The “Girls Just Want to Have Fun” singer said Republicans pushing legislation that ban biological males from women’s sports, prevent children from undergoing gender “transitioning” surgery, and forces people to use the bathroom of their desired gender was similar to Nazis “weeding” people out. 

“Equality for everybody, or nobody’s really equal,” Lauper told ITK. “This is how Hitler started, just weeding everybody out.”

Lauper further said that LGBTQ people were considered “enemies of the state” in Nazi Germany and feared it has happened in the United States.

“I don’t think it’s a good idea what they’re doing but, you know, you just have to keep fighting for civil rights,” Lauper said. “I guess that’s the way it is in this country. Started out like that, didn’t it?”

Poll after poll has shown that a majority of Americans do not support children transitioning before the age of 18. Per Fox News:

The majority of Americans do not support transgender surgeries or anti-puberty blockers for minors, according to a poll from a conservative nonprofit organization.

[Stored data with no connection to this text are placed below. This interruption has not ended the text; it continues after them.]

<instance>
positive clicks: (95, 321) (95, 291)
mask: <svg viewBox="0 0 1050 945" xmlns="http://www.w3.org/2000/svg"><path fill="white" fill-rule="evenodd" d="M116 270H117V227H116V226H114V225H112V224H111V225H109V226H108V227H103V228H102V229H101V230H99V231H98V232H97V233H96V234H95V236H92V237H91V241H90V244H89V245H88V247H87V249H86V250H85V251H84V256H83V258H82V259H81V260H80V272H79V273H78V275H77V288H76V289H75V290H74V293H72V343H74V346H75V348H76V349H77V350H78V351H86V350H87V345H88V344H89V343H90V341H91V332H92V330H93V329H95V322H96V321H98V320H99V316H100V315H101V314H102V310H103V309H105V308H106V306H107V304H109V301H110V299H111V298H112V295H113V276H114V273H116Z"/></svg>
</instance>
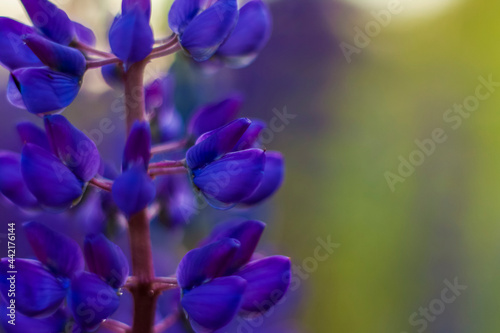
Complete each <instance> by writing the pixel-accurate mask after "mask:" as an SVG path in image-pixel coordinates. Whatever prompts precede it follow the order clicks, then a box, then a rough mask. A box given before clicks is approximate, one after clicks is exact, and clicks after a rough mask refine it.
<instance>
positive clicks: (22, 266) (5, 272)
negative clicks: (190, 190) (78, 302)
mask: <svg viewBox="0 0 500 333" xmlns="http://www.w3.org/2000/svg"><path fill="white" fill-rule="evenodd" d="M9 265H10V264H9V261H8V259H7V258H3V259H2V260H1V262H0V291H1V293H2V296H3V298H4V300H8V299H10V298H11V297H9V296H8V294H9V289H10V284H11V280H8V278H10V277H11V276H12V275H11V274H10V273H9V272H10V271H11V270H12V269H11V268H10V266H9ZM15 271H17V273H16V274H15V285H16V310H17V311H19V312H20V313H22V314H23V315H26V316H30V317H33V316H48V315H50V314H52V313H54V312H55V311H56V310H57V309H58V308H59V306H60V305H61V304H62V302H63V300H64V297H65V296H66V290H65V288H64V287H63V285H62V283H61V282H60V281H59V280H58V279H56V277H54V276H53V275H52V274H51V273H50V272H49V271H47V270H46V269H45V268H44V267H43V265H42V264H41V263H39V262H38V261H34V260H27V259H16V261H15Z"/></svg>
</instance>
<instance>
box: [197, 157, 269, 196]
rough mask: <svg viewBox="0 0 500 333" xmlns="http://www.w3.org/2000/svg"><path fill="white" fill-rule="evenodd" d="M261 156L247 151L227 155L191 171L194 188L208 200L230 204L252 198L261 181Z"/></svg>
mask: <svg viewBox="0 0 500 333" xmlns="http://www.w3.org/2000/svg"><path fill="white" fill-rule="evenodd" d="M265 161H266V156H265V152H264V151H263V150H260V149H247V150H242V151H239V152H234V153H229V154H227V155H225V156H224V157H222V158H221V159H219V160H217V161H215V162H213V163H211V164H209V165H208V166H207V167H205V168H203V169H199V170H195V171H194V178H193V182H194V184H195V185H196V186H197V187H198V188H199V189H200V190H201V191H202V192H203V194H204V195H206V196H208V197H209V198H214V199H215V200H218V201H220V202H223V203H234V202H239V201H241V200H243V199H244V198H247V197H248V196H249V195H250V194H252V193H253V192H254V191H255V189H256V188H257V186H258V185H259V184H260V181H261V180H262V175H263V171H264V165H265Z"/></svg>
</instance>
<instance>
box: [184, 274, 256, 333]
mask: <svg viewBox="0 0 500 333" xmlns="http://www.w3.org/2000/svg"><path fill="white" fill-rule="evenodd" d="M245 287H246V282H245V280H244V279H242V278H239V277H236V276H230V277H223V278H218V279H215V280H212V281H210V282H209V283H206V284H204V285H201V286H199V287H197V288H194V289H193V290H191V291H190V292H188V293H186V294H185V295H184V297H183V298H182V301H181V303H182V306H183V308H184V310H185V311H186V313H187V314H188V316H189V319H190V321H192V322H194V323H195V324H196V325H199V326H201V327H202V328H204V329H208V330H209V331H210V330H216V329H219V328H222V327H224V326H226V325H227V324H228V323H229V322H230V321H231V320H232V319H233V318H234V316H235V315H236V314H237V313H238V310H239V308H240V304H241V300H242V294H243V293H244V291H245ZM196 325H195V327H196Z"/></svg>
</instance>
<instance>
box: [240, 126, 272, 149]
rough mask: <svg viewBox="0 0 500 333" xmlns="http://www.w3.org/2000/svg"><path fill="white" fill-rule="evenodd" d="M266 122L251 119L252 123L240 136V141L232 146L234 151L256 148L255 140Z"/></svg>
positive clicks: (257, 138)
mask: <svg viewBox="0 0 500 333" xmlns="http://www.w3.org/2000/svg"><path fill="white" fill-rule="evenodd" d="M264 128H266V124H265V123H264V122H263V121H260V120H252V124H251V125H250V127H249V128H248V129H247V130H246V132H245V133H244V134H243V136H242V137H241V139H240V141H238V143H237V144H236V146H235V147H234V151H238V150H244V149H250V148H257V146H258V144H257V141H258V139H259V135H260V133H261V132H262V130H263V129H264Z"/></svg>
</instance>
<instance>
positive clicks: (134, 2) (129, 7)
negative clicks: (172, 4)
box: [122, 0, 151, 20]
mask: <svg viewBox="0 0 500 333" xmlns="http://www.w3.org/2000/svg"><path fill="white" fill-rule="evenodd" d="M135 6H137V7H138V8H139V9H140V10H141V11H142V12H143V13H144V14H145V15H146V17H147V18H148V20H149V18H150V17H151V0H123V1H122V12H123V13H126V12H128V11H130V10H134V7H135Z"/></svg>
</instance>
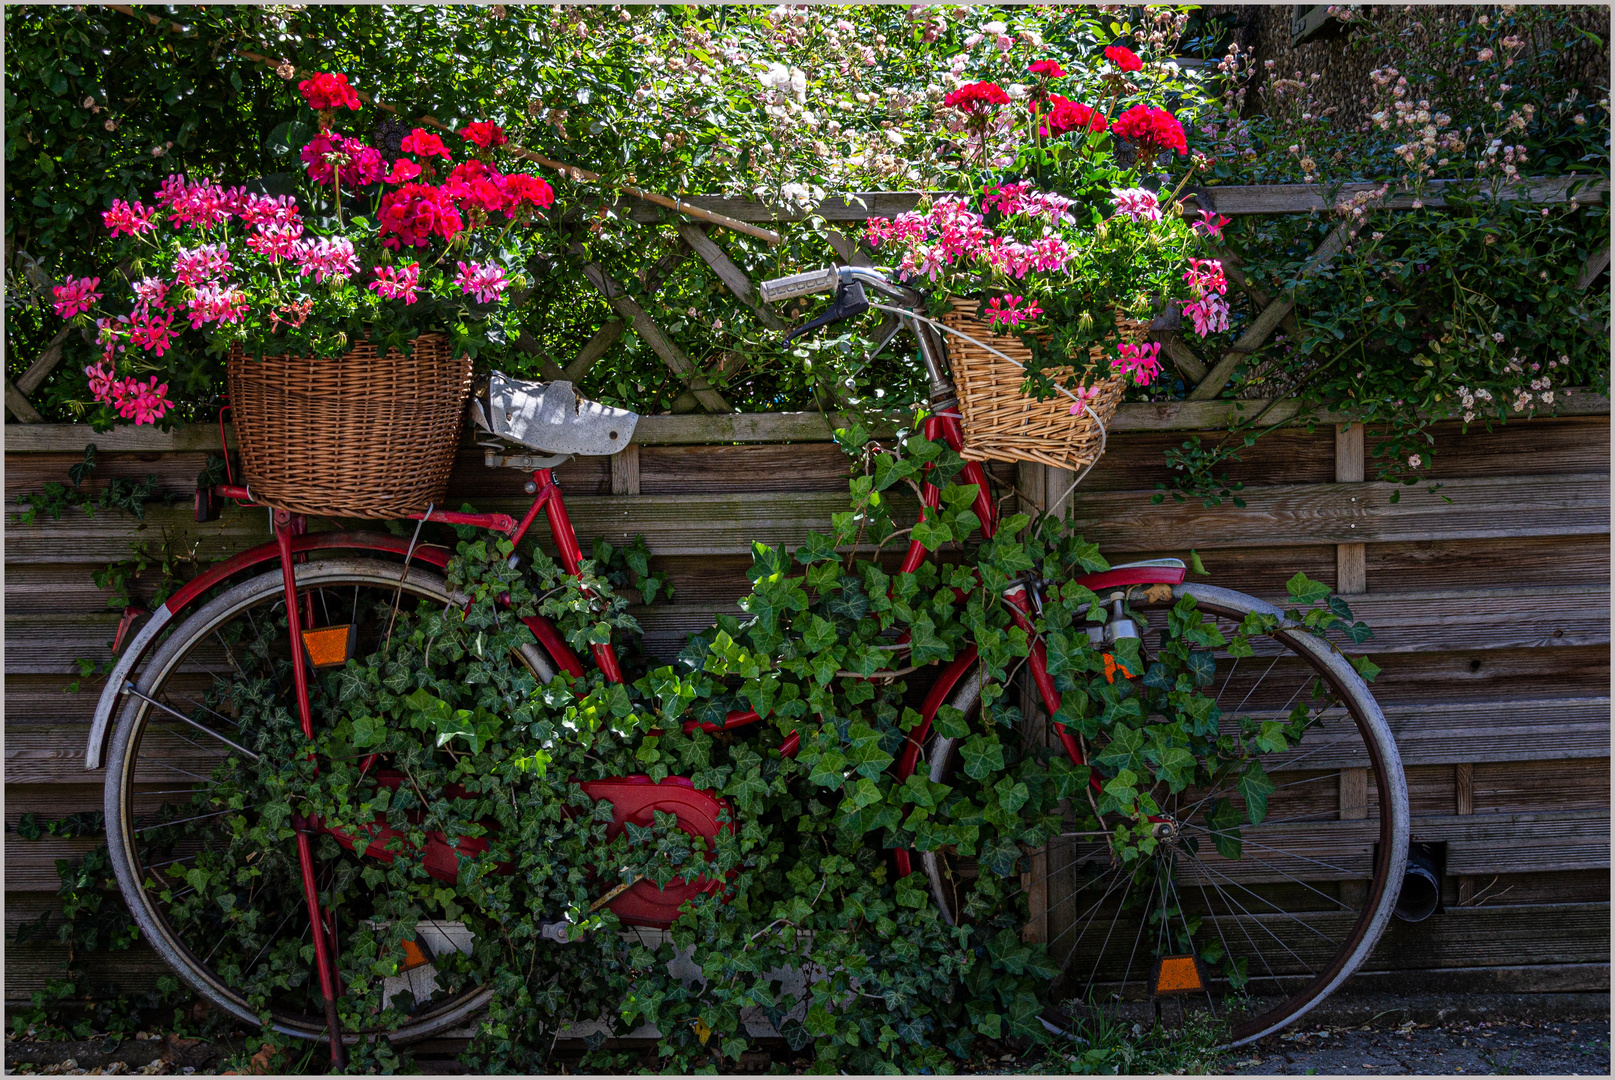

The survey asked respondents whether they would support a ban on puberty blockers, cross-sex hormones, and physical sex-change surgeries for children under 18.

56% of respondents said they would support a ban, while 34% said they would not. A little over a third of those respondents identified as Democrats, while 37% identified as Republicans, and just under a quarter identified themselves as Independents, according to the survey by the American Principles Project Foundation.

Lauper came out swinging heavily for abortion last year as Roe v. Wade faced extinction when she launched a fund called “Girls Just Want to Have Fundamental Rights,” a group she says was inspired by her late mother.

“If you don’t have control over your own body, how can you be anything but a second-class citizen?” Lauper said. “Now, the government has control over your body — not you. What should be a private medical decision between you and your doctor is now a government decision. So, this is a big issue for me.”